Antaeotricha thysanodes

Scientific classification
- Domain: Eukaryota
- Kingdom: Animalia
- Phylum: Arthropoda
- Class: Insecta
- Order: Lepidoptera
- Family: Depressariidae
- Genus: Antaeotricha
- Species: A. thysanodes
- Binomial name: Antaeotricha thysanodes (Meyrick, 1915)
- Synonyms: Stenoma thysanodes Meyrick, 1915; Stenoma cynopis Meyrick, 1915;

= Antaeotricha thysanodes =

- Authority: (Meyrick, 1915)
- Synonyms: Stenoma thysanodes Meyrick, 1915, Stenoma cynopis Meyrick, 1915

Species of moth

Antaeotricha thysanodes is a moth of the family Depressariidae. It is found in Guyana, French Guiana and Brazil.

The wingspan is 28–31 mm.
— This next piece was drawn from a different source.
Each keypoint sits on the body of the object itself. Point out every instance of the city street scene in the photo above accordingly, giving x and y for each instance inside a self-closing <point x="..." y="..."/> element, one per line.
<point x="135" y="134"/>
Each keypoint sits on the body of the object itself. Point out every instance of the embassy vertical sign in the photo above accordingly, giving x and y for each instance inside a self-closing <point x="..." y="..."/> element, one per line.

The forewings are purplish-brown, darker towards the base and along the costa, the posterior two-fifths suffused with light brownish-ochreous except towards the costa. The second discal stigma is small and dark fuscous. The hindwings are dark grey with the costal margin expanded to beyond the middle, on the undersurface with a subcostal fringe of long projecting grey-whitish hairs from above vein 8 towards its apex.